Neither "NA" nor "NaN" are really missing in character vectors. If for some reason there were values in a factor variable that were "NaN" then you would have been able just use logical indexing:

tester1[tester1 == "NaN"] = "NA"  
# but that would not really be a missing value either 
# and it might screw up a factor variable anyway.

tester1[tester1=="NaN"] <- "NA"
Warning message:
In `[<-.factor`(`*tmp*`, tester1 == "NaN", value = "NA") :
invalid factor level, NAs generated
##########
tester1 <- factor(c("2", "2", "3", "4", "2", "3", NaN))

> tester1[tester1 =="NaN"] <- NA_character_
> tester1
[1] 2    2    3    4    2    3    <NA>
Levels: 2 3 4 NaN

That last result might be surprising.
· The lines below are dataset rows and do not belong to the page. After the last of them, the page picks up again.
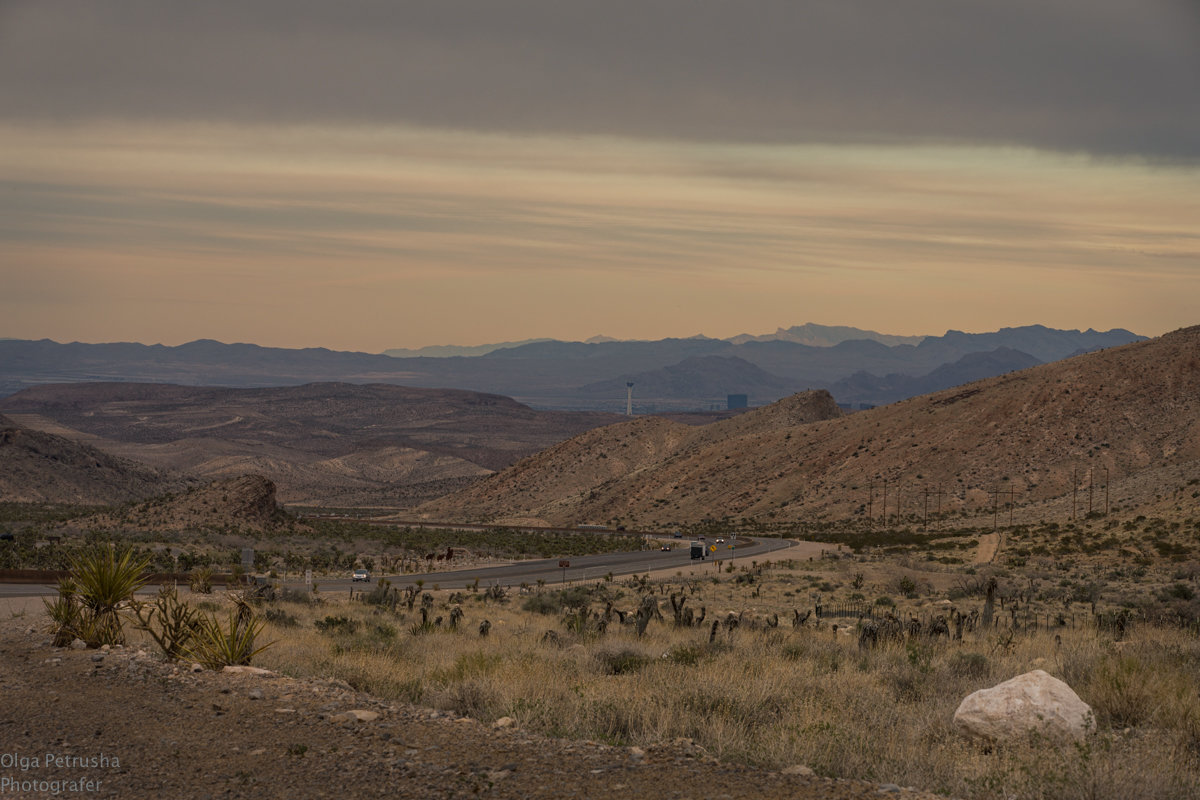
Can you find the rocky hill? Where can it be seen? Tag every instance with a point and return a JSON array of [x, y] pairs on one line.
[[322, 444], [1126, 419], [547, 373], [245, 503], [37, 467]]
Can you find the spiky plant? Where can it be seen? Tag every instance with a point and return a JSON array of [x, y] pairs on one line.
[[215, 645], [106, 579], [171, 623], [202, 581]]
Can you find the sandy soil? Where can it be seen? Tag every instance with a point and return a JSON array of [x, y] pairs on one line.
[[138, 727]]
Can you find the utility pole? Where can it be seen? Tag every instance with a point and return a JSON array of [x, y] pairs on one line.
[[1105, 491], [1091, 487], [1074, 493]]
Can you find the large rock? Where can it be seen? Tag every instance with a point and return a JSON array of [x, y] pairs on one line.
[[1033, 702]]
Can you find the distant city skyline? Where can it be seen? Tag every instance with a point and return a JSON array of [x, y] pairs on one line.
[[377, 175]]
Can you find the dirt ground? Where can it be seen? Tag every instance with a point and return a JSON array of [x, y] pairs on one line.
[[126, 725]]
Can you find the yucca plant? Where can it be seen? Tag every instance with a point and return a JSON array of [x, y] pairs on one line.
[[202, 581], [171, 623], [106, 581], [216, 647]]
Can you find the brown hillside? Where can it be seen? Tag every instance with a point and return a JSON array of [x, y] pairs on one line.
[[322, 444], [1133, 410], [37, 467], [244, 503]]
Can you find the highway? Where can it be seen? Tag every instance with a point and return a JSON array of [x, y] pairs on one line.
[[586, 567], [582, 567]]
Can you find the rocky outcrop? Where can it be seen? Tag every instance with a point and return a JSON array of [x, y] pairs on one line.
[[1031, 703]]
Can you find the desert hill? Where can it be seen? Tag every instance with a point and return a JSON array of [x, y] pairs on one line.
[[323, 444], [1133, 410], [37, 467], [245, 503], [586, 376]]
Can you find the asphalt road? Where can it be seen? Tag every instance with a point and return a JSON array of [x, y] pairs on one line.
[[586, 567]]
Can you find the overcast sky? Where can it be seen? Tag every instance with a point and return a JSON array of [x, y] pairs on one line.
[[365, 175]]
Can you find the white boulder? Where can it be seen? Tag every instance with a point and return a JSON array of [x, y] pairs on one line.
[[1033, 702]]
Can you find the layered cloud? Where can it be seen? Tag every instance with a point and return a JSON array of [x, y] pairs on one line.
[[1098, 76]]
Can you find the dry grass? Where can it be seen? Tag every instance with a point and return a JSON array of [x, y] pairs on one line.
[[779, 696]]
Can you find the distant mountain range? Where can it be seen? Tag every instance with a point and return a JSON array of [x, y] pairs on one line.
[[861, 368], [322, 444]]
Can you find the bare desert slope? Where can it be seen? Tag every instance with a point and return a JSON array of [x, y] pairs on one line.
[[1128, 414], [37, 467], [336, 444]]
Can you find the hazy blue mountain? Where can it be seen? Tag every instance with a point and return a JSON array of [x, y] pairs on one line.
[[708, 379], [450, 350], [556, 374], [864, 389], [823, 336]]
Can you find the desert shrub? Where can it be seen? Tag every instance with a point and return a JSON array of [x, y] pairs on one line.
[[233, 644], [281, 618], [202, 581], [687, 655], [544, 603], [1120, 691], [970, 665], [171, 624], [287, 595], [621, 661], [336, 625], [90, 606]]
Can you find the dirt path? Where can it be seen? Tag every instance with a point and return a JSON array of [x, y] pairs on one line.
[[136, 727], [989, 545]]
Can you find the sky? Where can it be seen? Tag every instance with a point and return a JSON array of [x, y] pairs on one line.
[[389, 174]]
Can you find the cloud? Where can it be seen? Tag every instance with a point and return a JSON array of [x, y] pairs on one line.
[[1103, 77]]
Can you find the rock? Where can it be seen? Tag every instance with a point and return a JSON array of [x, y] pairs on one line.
[[246, 671], [798, 769], [1033, 702], [355, 715]]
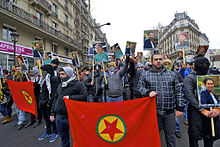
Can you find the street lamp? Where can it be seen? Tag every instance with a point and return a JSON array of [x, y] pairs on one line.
[[14, 36]]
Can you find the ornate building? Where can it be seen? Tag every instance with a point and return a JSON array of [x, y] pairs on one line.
[[182, 23], [63, 26]]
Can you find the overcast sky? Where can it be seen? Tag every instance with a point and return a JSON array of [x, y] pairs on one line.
[[129, 18]]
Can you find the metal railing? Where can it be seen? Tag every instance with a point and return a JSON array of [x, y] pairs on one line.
[[4, 4], [44, 3]]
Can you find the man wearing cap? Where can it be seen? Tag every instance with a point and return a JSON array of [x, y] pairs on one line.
[[164, 85], [69, 88], [114, 86]]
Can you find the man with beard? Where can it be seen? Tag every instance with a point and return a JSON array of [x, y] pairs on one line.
[[48, 87], [164, 85], [70, 88], [197, 116]]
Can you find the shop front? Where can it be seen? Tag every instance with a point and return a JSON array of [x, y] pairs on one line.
[[7, 55]]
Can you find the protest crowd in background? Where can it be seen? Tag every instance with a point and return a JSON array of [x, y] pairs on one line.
[[126, 77]]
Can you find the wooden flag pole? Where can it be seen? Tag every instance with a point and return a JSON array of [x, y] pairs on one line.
[[39, 65], [212, 125], [26, 76], [104, 73], [77, 73], [184, 60], [93, 68]]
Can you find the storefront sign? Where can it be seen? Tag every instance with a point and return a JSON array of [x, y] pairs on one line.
[[9, 47]]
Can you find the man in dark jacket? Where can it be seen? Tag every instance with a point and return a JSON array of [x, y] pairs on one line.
[[136, 71], [114, 86], [70, 88], [164, 84], [48, 87], [94, 87], [197, 114]]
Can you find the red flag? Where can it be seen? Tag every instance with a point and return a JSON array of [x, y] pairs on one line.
[[23, 96], [117, 124]]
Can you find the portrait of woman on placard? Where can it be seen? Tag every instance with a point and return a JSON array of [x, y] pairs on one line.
[[209, 97], [183, 40]]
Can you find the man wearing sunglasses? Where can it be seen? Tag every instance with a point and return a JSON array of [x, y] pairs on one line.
[[164, 85]]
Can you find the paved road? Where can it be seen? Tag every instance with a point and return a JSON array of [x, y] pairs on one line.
[[28, 137]]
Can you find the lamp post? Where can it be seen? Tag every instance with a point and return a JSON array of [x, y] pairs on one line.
[[14, 36]]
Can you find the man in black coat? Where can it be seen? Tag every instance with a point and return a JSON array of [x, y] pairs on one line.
[[48, 87], [70, 88], [196, 114]]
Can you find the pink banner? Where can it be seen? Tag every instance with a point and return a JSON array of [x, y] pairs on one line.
[[9, 47]]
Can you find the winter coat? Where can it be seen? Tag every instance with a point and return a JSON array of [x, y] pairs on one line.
[[134, 78], [115, 83], [75, 90], [167, 86], [199, 125], [45, 99], [94, 89]]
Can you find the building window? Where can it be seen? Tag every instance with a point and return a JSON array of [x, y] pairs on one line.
[[66, 19], [39, 15], [54, 48], [6, 33], [66, 51], [39, 18], [54, 10], [66, 5]]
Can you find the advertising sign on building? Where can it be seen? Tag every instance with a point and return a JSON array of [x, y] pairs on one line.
[[9, 47]]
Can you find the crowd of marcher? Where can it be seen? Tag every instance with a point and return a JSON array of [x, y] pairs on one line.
[[173, 82]]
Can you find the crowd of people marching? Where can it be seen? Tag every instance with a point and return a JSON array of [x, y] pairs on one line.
[[172, 82]]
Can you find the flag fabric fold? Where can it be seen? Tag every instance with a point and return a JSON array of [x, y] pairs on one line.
[[23, 96], [130, 123]]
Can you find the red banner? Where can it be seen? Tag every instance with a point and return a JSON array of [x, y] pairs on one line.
[[118, 124], [23, 96]]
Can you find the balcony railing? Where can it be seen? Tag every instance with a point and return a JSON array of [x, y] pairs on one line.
[[44, 3], [34, 20], [55, 14]]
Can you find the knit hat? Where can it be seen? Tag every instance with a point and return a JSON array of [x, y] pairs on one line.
[[112, 64], [68, 71], [55, 61]]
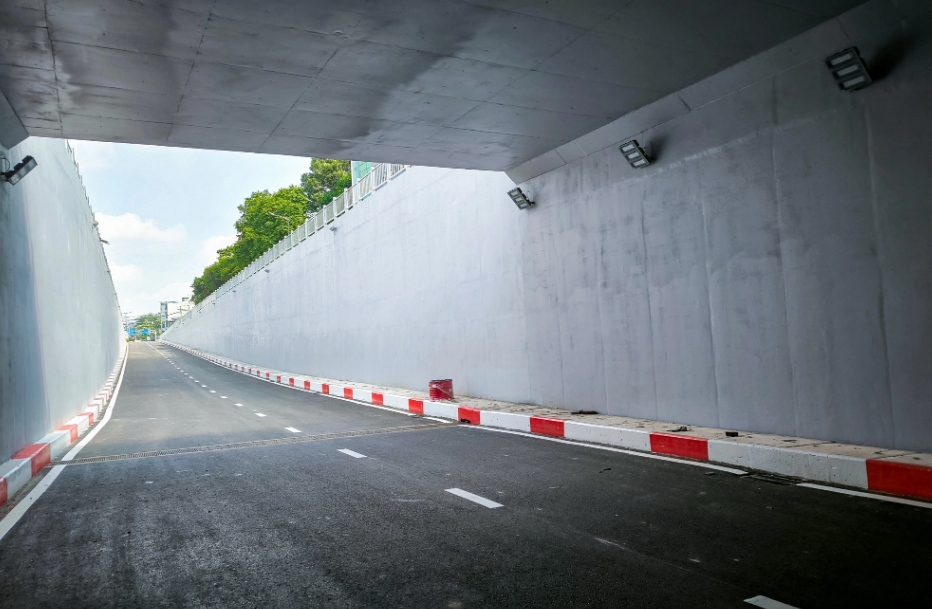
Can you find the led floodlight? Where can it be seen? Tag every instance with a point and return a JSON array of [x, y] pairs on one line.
[[19, 172], [849, 70], [634, 154], [520, 198]]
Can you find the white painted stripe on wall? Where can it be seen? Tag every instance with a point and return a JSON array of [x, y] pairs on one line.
[[767, 603], [604, 434], [395, 401], [17, 472], [352, 453], [845, 491], [440, 409], [836, 469], [705, 464], [474, 498]]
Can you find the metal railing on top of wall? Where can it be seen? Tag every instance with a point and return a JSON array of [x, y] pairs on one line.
[[380, 175]]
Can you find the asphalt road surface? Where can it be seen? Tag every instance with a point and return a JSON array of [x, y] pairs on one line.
[[323, 502]]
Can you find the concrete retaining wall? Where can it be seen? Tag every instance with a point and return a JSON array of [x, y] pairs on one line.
[[420, 281], [770, 272], [60, 329]]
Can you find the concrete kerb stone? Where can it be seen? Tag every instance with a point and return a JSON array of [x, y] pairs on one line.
[[16, 472], [861, 467]]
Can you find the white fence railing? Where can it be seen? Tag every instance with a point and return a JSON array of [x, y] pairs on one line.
[[380, 175]]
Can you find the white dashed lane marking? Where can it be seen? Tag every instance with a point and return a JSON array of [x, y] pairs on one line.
[[474, 498], [352, 453]]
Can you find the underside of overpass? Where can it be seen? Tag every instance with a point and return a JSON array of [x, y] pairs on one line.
[[480, 84]]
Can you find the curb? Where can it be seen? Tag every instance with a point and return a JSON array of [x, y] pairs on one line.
[[897, 472], [19, 470]]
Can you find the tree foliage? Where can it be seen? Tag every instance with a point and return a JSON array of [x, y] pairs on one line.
[[325, 181], [152, 321], [266, 218]]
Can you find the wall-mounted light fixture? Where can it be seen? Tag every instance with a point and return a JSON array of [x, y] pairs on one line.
[[634, 154], [19, 172], [849, 70], [520, 198]]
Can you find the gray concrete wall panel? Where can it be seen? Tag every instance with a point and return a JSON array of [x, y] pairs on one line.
[[422, 280], [770, 271], [60, 328]]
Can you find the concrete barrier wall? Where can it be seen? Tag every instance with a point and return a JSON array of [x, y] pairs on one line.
[[420, 281], [770, 272], [60, 328]]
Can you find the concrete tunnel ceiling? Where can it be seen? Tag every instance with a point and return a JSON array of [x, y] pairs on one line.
[[477, 84]]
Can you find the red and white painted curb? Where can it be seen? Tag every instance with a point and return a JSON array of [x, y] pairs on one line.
[[15, 473], [897, 472]]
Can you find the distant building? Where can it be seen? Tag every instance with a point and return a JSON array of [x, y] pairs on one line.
[[359, 169], [170, 310]]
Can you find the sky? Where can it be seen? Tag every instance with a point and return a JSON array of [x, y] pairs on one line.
[[166, 211]]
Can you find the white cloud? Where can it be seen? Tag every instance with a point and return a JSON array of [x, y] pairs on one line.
[[130, 227], [125, 273], [140, 303], [210, 247]]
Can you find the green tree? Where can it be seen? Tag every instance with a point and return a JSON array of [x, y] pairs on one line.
[[265, 219], [325, 181], [151, 321]]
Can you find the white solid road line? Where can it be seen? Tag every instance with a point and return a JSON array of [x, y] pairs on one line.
[[474, 498], [10, 520], [704, 464], [845, 491], [352, 453], [767, 603]]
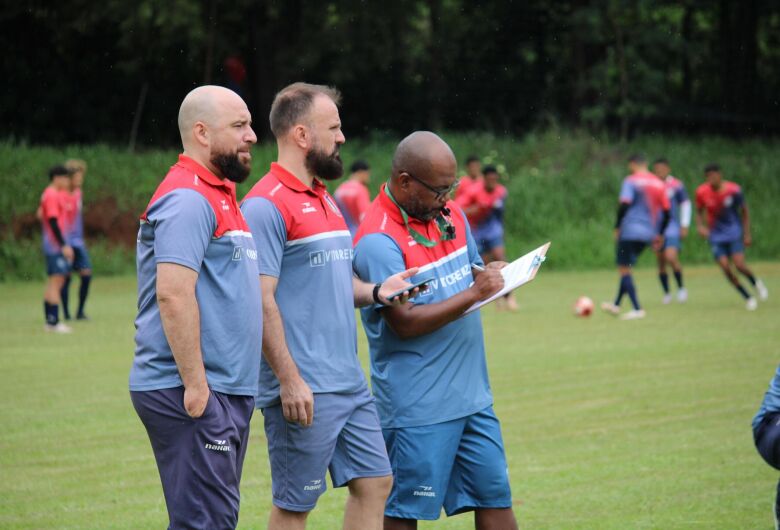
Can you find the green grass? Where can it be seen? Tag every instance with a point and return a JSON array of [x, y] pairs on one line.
[[607, 424]]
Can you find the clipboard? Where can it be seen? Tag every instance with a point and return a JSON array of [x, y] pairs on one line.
[[517, 273]]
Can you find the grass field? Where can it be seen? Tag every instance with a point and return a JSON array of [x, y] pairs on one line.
[[608, 424]]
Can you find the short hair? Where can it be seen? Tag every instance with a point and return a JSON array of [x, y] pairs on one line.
[[58, 171], [293, 103], [489, 169], [75, 165], [359, 165]]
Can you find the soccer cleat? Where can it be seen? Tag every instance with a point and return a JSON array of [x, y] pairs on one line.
[[634, 314], [763, 292], [610, 308], [59, 327]]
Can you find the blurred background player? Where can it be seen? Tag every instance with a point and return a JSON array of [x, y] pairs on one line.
[[352, 195], [485, 201], [766, 433], [56, 250], [81, 263], [727, 229], [642, 200], [676, 230], [473, 175]]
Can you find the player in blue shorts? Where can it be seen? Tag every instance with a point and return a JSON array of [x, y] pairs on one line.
[[428, 367], [766, 433], [318, 412], [81, 262], [676, 230], [727, 229], [642, 218]]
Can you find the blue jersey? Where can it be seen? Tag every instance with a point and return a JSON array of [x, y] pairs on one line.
[[771, 401], [307, 246], [645, 195], [436, 377], [193, 220]]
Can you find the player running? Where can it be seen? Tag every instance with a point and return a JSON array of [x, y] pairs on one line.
[[642, 218], [727, 229], [676, 230]]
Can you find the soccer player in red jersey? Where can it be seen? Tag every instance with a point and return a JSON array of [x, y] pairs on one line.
[[727, 229]]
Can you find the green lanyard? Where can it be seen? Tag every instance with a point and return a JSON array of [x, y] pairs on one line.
[[446, 228]]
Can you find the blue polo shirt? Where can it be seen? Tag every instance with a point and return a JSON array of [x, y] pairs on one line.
[[308, 248], [193, 220]]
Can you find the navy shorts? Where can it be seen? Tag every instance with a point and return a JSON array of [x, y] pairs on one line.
[[628, 252], [459, 465], [727, 248], [767, 438], [81, 259], [345, 439], [57, 264], [199, 459]]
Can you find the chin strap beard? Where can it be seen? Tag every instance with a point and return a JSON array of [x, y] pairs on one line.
[[443, 222]]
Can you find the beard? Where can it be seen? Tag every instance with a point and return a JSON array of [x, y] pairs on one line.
[[231, 166], [323, 165]]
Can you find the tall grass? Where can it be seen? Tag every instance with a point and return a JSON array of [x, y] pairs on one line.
[[563, 187]]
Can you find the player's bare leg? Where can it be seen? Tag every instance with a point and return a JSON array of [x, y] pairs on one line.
[[286, 520], [495, 519], [366, 503]]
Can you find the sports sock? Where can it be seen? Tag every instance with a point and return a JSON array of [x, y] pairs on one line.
[[83, 292], [664, 281], [51, 311], [631, 291], [64, 297]]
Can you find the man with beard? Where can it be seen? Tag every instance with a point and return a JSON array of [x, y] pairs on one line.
[[309, 342], [197, 356], [428, 368]]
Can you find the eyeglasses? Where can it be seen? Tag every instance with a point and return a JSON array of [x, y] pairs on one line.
[[440, 193]]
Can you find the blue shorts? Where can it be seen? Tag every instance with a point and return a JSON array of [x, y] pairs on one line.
[[727, 248], [81, 259], [345, 439], [458, 465], [57, 264], [628, 251], [199, 459]]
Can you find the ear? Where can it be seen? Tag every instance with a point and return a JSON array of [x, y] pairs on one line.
[[200, 133]]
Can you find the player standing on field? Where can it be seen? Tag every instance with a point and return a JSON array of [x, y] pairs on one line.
[[727, 229], [54, 217], [428, 367], [676, 230], [197, 354], [642, 218], [81, 263], [318, 412]]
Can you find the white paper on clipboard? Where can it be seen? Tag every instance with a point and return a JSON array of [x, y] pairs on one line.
[[517, 273]]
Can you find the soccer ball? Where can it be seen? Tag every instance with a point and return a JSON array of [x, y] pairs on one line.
[[583, 307]]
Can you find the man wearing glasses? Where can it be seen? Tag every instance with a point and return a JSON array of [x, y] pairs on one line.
[[428, 368]]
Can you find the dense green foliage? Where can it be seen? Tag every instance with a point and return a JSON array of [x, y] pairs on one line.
[[608, 425], [563, 187], [88, 71]]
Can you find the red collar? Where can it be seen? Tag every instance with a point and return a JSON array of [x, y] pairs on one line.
[[204, 174], [292, 182]]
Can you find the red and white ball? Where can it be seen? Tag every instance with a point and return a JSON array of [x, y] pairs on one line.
[[583, 307]]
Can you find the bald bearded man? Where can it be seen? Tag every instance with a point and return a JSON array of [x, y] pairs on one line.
[[428, 369], [197, 353]]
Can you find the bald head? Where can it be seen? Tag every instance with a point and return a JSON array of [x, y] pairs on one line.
[[420, 153]]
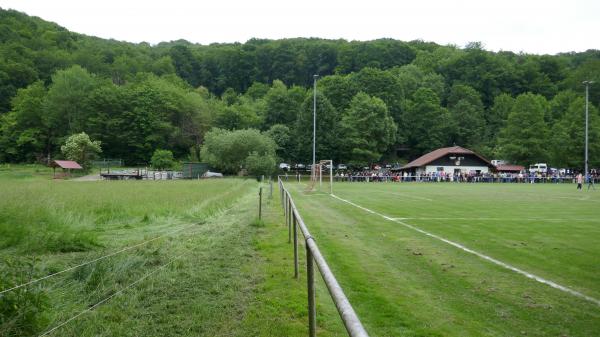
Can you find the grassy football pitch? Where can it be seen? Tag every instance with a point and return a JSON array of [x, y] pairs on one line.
[[402, 281]]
There is a remaining "NaN" level but none of elements is "NaN". Instead the element that was "NaN" is now a real missing value signified in print as .

다른 팁

You can't have NaN in a character vector, which is what you have here:

> tester1 <- c("2", "2", "3", "4", "2", "3", NaN)
> is.nan(tester1)
[1] FALSE FALSE FALSE FALSE FALSE FALSE FALSE
> tester1
[1] "2"   "2"   "3"   "4"   "2"   "3"   "NaN"

Notice how R thinks this is a character string.

You can create NaN in a numeric vector:

> tester1 <- c("2", "2", "3", "4", "2", "3", NaN)
> as.numeric(tester1)
[1]   2   2   3   4   2   3 NaN
> is.nan(as.numeric(tester1))
[1] FALSE FALSE FALSE FALSE FALSE FALSE  TRUE

Then, of course, R can convert NaN to NA as per your code:

> foo <- as.numeric(tester1)
> foo[is.nan(foo)] <- NA
> foo
[1]  2  2  3  4  2  3 NA

EDIT:

Gavin Simpson in comments reminds me that, in your situation, there are much easier ways to convert what is really an "NaN" to an "NA":

tester1 <- gsub("NaN", "NA", tester1)
tester1
# [1] "2"  "2"  "3"  "4"  "2"  "3"  "NA"

Solution:

To detect which elements of the character vector are NaN, you need to convert the vector to a numeric vector:

tester1[is.nan(as.numeric(tester1))] <- "NA"
tester1
[1] "2"  "2"  "3"  "4"  "2"  "3"  "NA"

Explanation:

There are a couple of reasons that this isn't working as you expect it to.

First, although NaN stands for "Not a Number", it does have class "numeric", and only makes sense inside of a numeric vector.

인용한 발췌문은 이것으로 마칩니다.